O governo federal está avaliando recorrer ao reservatório da Usina Hidrelétrica de Itaipu para garantir o abastecimento de energia elétrica no Brasil diante da possível intensificação do El Niño nos próximos meses. O tema foi debatido na quarta-feira, dia 2 de setembro de 2026, pelo CMSE, o Comitê de Monitoramento do Setor Elétrico, que reúne os principais órgãos públicos do setor para acompanhar a segurança e a continuidade do fornecimento de energia no país.

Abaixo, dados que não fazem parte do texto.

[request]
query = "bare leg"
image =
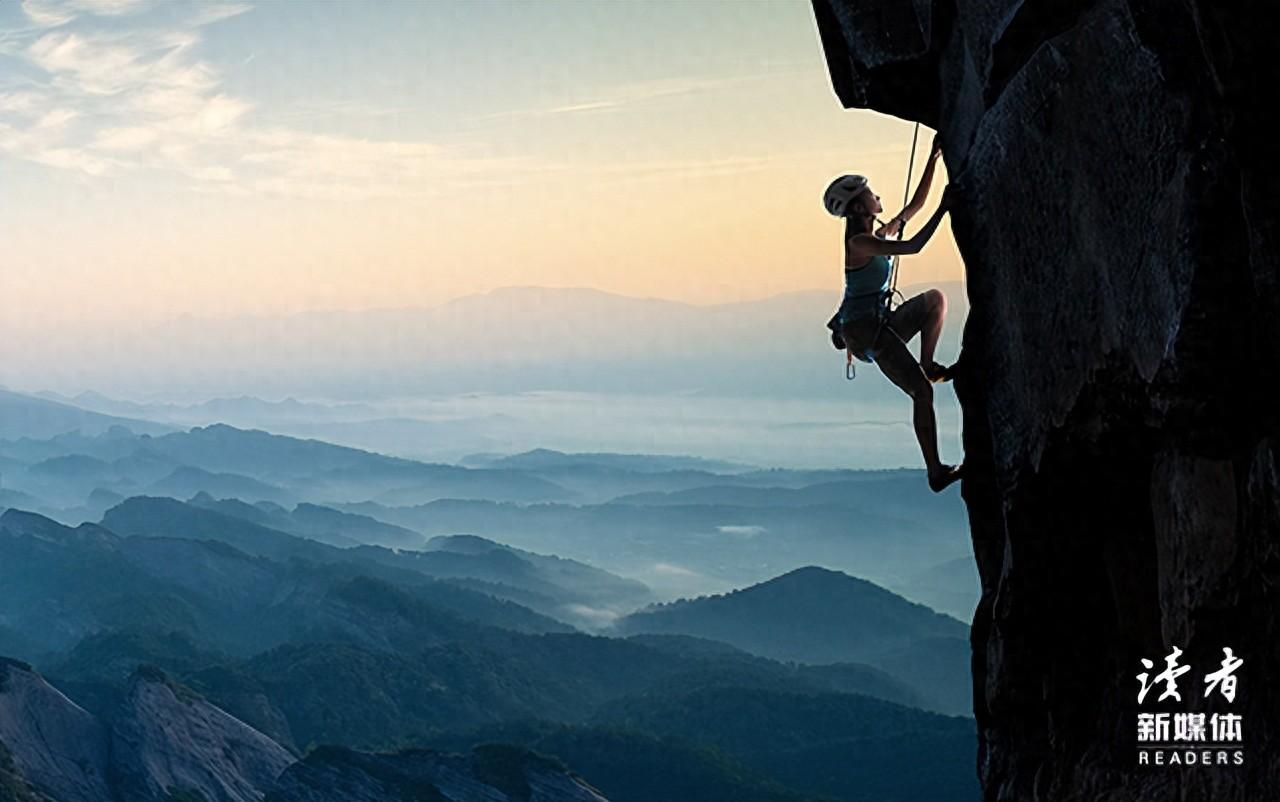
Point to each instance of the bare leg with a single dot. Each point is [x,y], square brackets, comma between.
[896,362]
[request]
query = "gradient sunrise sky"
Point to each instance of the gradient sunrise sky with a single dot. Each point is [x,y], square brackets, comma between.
[163,159]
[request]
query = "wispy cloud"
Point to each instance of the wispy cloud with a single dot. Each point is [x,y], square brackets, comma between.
[140,97]
[636,94]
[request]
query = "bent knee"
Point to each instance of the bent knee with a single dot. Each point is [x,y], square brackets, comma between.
[920,390]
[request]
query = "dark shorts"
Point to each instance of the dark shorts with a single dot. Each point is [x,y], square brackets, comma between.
[906,321]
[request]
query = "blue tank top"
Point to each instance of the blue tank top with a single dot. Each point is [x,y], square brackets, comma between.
[867,288]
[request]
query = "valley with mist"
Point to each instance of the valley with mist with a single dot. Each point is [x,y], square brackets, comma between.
[625,624]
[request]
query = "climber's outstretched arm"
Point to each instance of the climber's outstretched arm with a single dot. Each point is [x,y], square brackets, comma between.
[922,193]
[865,246]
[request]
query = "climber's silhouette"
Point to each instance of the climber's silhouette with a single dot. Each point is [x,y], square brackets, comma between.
[865,324]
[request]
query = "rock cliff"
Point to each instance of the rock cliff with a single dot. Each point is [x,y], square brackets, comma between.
[1116,211]
[488,774]
[165,743]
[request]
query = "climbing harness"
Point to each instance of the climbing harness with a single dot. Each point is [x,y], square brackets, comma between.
[883,314]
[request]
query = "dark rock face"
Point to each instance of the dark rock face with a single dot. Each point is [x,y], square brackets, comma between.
[1116,209]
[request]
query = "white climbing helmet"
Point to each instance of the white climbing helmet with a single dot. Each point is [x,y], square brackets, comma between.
[841,192]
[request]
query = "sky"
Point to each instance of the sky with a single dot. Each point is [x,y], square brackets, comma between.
[220,159]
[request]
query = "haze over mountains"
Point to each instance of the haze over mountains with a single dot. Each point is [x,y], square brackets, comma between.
[508,340]
[224,613]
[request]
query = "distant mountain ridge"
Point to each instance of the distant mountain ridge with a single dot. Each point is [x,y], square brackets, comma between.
[819,617]
[575,337]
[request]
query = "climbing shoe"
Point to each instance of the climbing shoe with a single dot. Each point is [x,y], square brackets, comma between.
[942,479]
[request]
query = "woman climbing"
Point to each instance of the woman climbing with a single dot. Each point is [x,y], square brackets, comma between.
[873,333]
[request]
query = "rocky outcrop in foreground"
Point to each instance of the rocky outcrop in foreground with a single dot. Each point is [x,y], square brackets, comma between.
[169,745]
[489,774]
[1115,205]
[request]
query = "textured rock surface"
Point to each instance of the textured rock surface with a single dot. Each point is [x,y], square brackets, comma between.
[1118,218]
[168,739]
[489,774]
[53,745]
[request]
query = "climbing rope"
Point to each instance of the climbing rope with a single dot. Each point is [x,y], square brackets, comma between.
[906,198]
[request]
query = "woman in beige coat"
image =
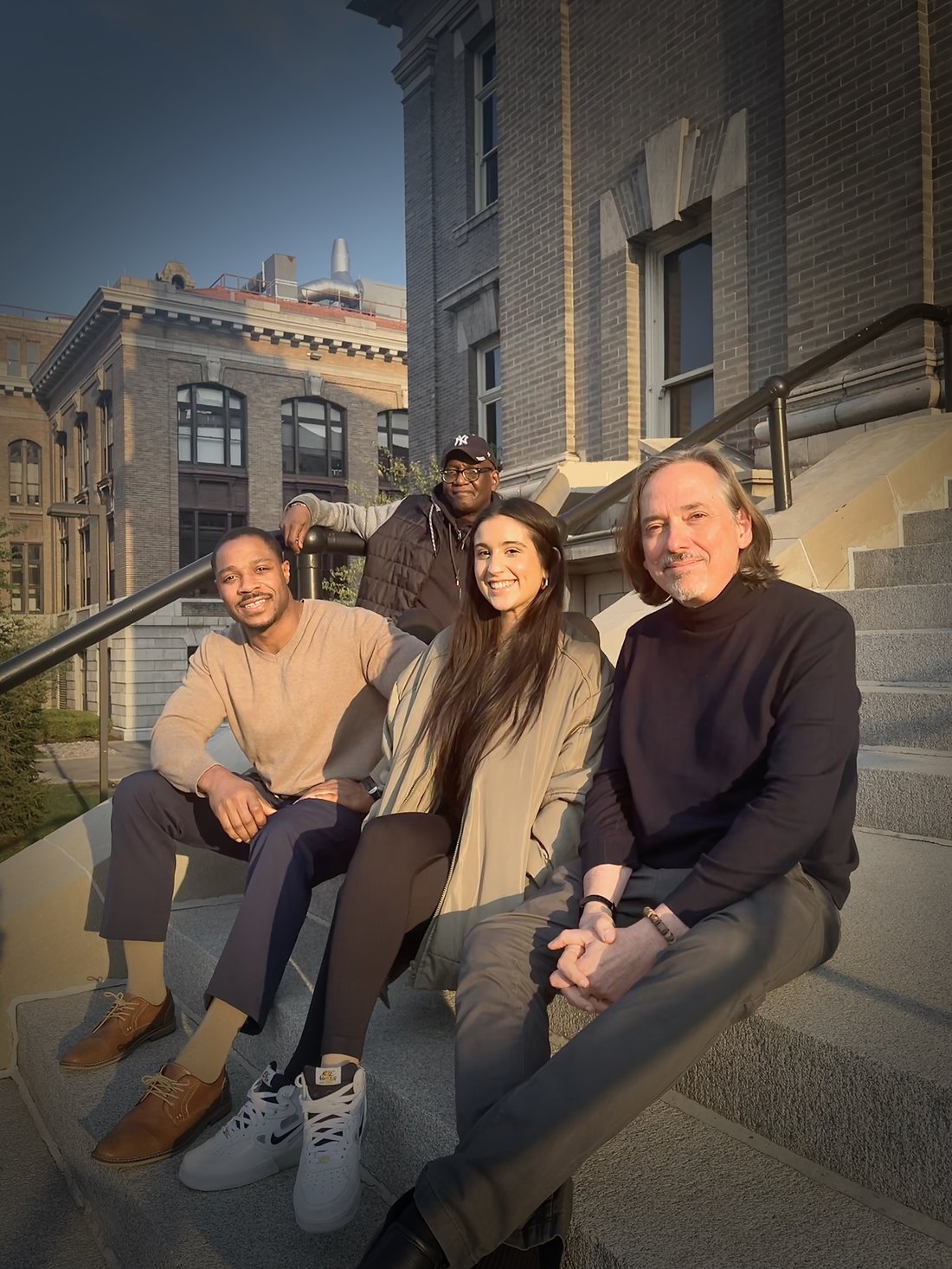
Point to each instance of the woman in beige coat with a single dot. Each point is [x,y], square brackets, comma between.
[489,748]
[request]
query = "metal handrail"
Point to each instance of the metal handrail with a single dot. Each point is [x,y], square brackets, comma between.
[125,612]
[773,396]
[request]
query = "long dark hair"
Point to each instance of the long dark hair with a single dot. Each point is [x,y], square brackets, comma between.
[492,688]
[754,566]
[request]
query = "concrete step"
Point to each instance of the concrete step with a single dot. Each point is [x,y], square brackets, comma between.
[911,1043]
[40,1221]
[906,716]
[905,791]
[905,656]
[919,527]
[897,608]
[674,1173]
[903,566]
[851,1065]
[149,1219]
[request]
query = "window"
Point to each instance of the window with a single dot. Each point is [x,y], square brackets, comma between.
[26,577]
[489,396]
[83,451]
[211,425]
[61,476]
[26,487]
[111,539]
[86,566]
[106,430]
[679,370]
[312,438]
[486,119]
[199,531]
[394,437]
[64,566]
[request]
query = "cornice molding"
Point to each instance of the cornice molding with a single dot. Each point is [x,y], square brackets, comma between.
[258,320]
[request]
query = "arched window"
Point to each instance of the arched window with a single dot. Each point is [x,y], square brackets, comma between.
[26,489]
[392,437]
[312,435]
[212,425]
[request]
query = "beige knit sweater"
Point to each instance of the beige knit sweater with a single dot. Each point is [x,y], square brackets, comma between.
[312,712]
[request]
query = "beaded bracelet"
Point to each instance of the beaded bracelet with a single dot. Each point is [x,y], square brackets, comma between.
[658,924]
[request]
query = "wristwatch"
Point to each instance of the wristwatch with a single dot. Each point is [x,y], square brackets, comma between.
[372,789]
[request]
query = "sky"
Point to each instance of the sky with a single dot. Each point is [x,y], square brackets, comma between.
[214,132]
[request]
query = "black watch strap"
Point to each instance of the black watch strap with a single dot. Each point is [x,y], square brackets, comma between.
[370,787]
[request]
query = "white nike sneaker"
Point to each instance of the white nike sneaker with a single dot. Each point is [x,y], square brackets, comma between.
[328,1183]
[259,1141]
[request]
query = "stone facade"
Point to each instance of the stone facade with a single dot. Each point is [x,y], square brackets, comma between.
[808,144]
[26,458]
[109,390]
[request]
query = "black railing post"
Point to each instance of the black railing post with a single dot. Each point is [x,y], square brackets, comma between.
[780,452]
[309,572]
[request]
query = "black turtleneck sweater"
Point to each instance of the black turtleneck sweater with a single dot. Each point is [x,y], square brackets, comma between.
[731,746]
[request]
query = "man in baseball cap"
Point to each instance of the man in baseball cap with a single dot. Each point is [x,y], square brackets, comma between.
[415,547]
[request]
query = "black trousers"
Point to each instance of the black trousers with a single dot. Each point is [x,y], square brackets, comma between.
[301,846]
[389,892]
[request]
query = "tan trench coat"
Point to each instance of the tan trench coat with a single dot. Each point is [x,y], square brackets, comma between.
[524,814]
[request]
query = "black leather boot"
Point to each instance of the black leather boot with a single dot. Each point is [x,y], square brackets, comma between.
[404,1241]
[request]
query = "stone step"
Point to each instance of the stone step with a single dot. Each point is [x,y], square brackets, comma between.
[905,791]
[897,608]
[905,656]
[903,566]
[906,716]
[851,1065]
[40,1221]
[889,983]
[919,527]
[717,1201]
[150,1220]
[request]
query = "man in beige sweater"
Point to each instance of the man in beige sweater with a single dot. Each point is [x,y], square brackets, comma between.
[304,686]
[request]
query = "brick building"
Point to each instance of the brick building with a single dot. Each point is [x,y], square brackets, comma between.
[26,458]
[187,411]
[622,217]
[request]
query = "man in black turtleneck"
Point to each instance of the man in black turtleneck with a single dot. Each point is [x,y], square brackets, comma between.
[716,852]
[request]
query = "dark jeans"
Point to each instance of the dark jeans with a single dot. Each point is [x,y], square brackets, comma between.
[528,1121]
[389,893]
[301,846]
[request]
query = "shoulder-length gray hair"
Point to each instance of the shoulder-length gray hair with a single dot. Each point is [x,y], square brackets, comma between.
[754,566]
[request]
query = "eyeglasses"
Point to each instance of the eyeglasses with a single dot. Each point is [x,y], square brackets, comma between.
[468,473]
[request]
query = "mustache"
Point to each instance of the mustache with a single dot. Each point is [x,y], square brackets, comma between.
[679,557]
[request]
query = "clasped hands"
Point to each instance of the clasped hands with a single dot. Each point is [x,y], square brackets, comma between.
[241,811]
[601,962]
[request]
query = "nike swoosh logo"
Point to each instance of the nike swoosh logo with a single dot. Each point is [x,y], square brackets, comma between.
[277,1141]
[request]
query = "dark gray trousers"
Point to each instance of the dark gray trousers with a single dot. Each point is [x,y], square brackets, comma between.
[528,1121]
[301,846]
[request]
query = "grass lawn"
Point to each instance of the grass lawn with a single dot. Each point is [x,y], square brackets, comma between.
[64,802]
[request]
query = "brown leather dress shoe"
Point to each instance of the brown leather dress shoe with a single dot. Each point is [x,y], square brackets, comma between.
[128,1023]
[166,1118]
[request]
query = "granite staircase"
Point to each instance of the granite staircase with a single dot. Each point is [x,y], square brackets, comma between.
[816,1133]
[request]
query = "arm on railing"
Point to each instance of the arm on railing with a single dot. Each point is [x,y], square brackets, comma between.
[150,599]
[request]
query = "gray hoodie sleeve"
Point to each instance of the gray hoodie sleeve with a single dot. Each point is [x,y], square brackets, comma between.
[345,517]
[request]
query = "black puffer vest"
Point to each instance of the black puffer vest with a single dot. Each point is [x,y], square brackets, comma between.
[419,541]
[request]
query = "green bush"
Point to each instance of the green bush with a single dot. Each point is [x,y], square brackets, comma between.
[21,787]
[68,725]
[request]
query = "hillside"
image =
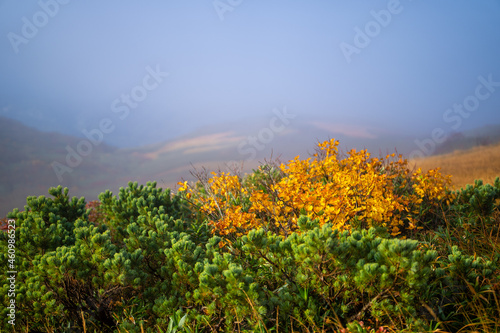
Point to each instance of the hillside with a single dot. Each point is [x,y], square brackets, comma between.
[465,166]
[26,168]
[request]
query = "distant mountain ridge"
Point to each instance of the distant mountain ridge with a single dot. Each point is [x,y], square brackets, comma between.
[28,155]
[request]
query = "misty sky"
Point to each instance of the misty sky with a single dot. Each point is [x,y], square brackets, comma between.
[161,69]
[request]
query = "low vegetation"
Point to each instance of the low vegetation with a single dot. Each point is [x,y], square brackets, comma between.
[336,242]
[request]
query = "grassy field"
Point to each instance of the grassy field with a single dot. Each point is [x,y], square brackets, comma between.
[465,166]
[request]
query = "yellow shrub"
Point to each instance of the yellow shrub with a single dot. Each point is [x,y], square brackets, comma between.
[370,191]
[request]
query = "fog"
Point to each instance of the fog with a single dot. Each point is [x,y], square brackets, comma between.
[158,70]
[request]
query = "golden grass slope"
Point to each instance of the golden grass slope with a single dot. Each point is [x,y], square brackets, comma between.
[465,166]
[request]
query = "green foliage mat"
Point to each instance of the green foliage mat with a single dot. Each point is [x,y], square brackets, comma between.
[146,260]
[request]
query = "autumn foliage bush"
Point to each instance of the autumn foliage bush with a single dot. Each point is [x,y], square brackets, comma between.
[357,190]
[333,243]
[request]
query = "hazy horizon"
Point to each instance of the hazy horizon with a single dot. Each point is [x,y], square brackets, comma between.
[153,72]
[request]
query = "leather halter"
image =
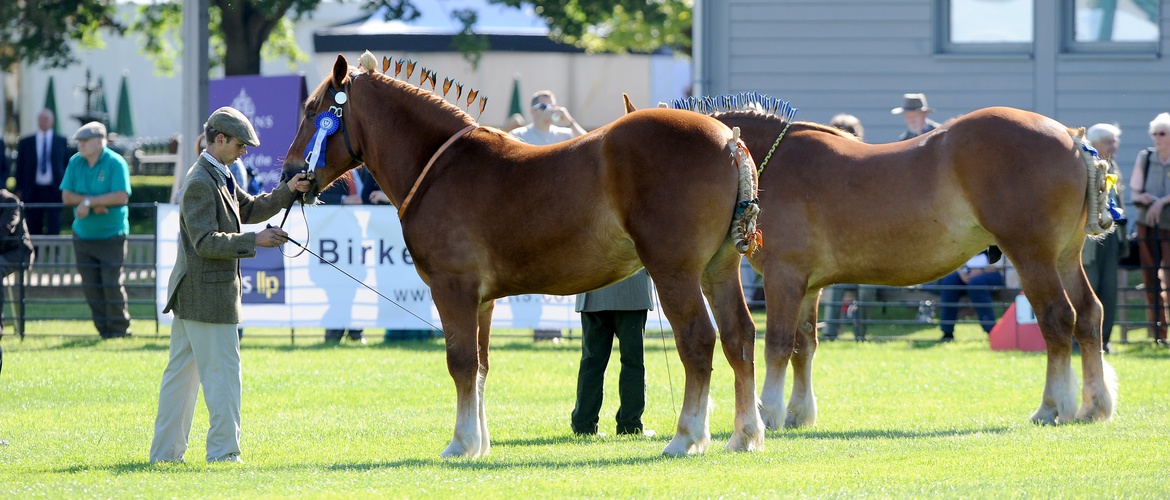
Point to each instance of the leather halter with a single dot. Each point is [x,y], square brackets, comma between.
[463,131]
[341,117]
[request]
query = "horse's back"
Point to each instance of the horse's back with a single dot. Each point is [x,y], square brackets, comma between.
[920,206]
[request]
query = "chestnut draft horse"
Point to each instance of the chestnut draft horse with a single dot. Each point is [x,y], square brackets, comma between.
[835,210]
[489,217]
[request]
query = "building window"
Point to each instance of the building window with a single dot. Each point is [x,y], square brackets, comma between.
[986,26]
[1113,26]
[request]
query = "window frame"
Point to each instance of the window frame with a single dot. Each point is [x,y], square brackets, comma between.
[1069,45]
[944,45]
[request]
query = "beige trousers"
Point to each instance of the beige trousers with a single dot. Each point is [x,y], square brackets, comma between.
[206,354]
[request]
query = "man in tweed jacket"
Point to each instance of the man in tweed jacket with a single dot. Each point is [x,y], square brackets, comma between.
[616,310]
[205,290]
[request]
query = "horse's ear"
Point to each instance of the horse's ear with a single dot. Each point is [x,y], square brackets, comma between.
[341,70]
[630,105]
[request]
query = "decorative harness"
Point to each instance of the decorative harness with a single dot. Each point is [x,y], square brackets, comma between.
[328,123]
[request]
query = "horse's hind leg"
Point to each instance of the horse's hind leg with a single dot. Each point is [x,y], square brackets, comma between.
[460,317]
[1057,319]
[1099,392]
[737,335]
[682,302]
[784,293]
[803,404]
[484,331]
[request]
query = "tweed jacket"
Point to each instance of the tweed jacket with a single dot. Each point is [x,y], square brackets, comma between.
[630,294]
[205,285]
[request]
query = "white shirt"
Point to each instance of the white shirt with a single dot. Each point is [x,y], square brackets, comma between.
[531,135]
[43,139]
[219,166]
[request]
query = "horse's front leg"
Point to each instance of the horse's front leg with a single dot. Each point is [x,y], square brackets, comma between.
[460,329]
[695,340]
[1057,319]
[803,404]
[737,335]
[783,295]
[484,333]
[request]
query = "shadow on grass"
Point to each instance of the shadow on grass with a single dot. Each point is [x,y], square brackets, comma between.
[882,433]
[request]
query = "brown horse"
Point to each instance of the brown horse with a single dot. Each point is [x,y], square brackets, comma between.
[835,210]
[489,217]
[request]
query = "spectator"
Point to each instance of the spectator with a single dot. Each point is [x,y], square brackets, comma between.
[97,184]
[914,111]
[1101,257]
[344,191]
[205,292]
[618,310]
[1150,196]
[976,279]
[551,123]
[15,247]
[40,165]
[851,124]
[546,129]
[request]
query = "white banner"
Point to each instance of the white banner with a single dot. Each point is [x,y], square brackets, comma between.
[365,241]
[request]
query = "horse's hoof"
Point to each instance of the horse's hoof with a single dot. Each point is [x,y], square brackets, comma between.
[1044,417]
[772,417]
[742,442]
[456,450]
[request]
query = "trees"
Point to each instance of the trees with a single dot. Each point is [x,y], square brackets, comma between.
[41,32]
[242,31]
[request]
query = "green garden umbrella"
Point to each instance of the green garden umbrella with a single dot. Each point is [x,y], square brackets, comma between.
[50,103]
[100,107]
[124,121]
[516,107]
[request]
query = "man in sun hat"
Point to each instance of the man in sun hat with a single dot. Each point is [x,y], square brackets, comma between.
[96,183]
[205,290]
[914,111]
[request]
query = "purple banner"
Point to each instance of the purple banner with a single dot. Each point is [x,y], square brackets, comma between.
[273,104]
[263,276]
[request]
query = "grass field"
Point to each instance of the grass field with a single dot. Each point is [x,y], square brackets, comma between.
[896,419]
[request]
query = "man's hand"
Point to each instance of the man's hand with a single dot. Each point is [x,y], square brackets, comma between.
[379,198]
[300,183]
[272,237]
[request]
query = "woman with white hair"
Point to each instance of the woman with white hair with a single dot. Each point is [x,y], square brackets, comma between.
[1151,198]
[1101,257]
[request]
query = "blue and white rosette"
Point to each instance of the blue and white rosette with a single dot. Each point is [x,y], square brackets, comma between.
[315,152]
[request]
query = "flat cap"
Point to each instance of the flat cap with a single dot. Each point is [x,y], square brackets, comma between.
[233,123]
[90,130]
[913,102]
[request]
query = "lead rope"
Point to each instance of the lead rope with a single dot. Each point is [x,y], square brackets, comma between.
[665,356]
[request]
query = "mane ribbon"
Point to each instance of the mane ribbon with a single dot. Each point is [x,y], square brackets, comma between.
[463,131]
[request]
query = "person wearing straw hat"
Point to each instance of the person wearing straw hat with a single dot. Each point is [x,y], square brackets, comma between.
[96,183]
[205,290]
[914,111]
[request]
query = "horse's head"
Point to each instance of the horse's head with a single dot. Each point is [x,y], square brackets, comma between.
[323,144]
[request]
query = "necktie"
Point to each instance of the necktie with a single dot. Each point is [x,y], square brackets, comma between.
[45,156]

Segundo o ONS, o Operador Nacional do Sistema Elétrico, o uso de Itaipu faz parte de uma estratégia para manter estável a capacidade de geração conectada à rede nacional. O plano também inclui o acionamento de usinas termelétricas e a operação das hidrelétricas do rio São Francisco em momentos de maior demanda.
O governo pretende usar a chamada Reserva de Potência Operativa em setembro, novembro e dezembro de 2026. Essa reserva funciona como uma energia guardada para garantir que o sistema não falhe em tempo real. No Brasil, ela é fornecida principalmente pelas hidrelétricas. O que acontece a partir de janeiro de 2027 ainda não está definido. O CMSE informou que as previsões para janeiro e fevereiro de 2027 dependem das condições de chuva nas principais bacias do país e do início do período úmido.
O El Niño altera o regime de chuvas especialmente no Nordeste, Norte e Centro-Oeste, podendo baixar os níveis dos reservatórios das hidrelétricas. No Sul, onde fica Itaipu, o efeito é o contrário: mais chuva. O comitê também discutiu medidas para os Sistemas Isolados da Região Norte, que abrangem os estados de Rondônia, Acre, Amazonas, Roraima, Amapá e Pará. A Aneel fiscalizou 30 termelétricas na região para checar disponibilidade de usinas e combustíveis. A agência também aprovou antecipação de recursos para pequenas geradoras que podem ter dificuldade para transportar combustível por causa da seca provocada pelo El Niño. No Sul e no Sudeste, onde há previsão de mais chuvas, a Aneel está em contato com distribuidoras para prevenir problemas causados por eventos climáticos extremos.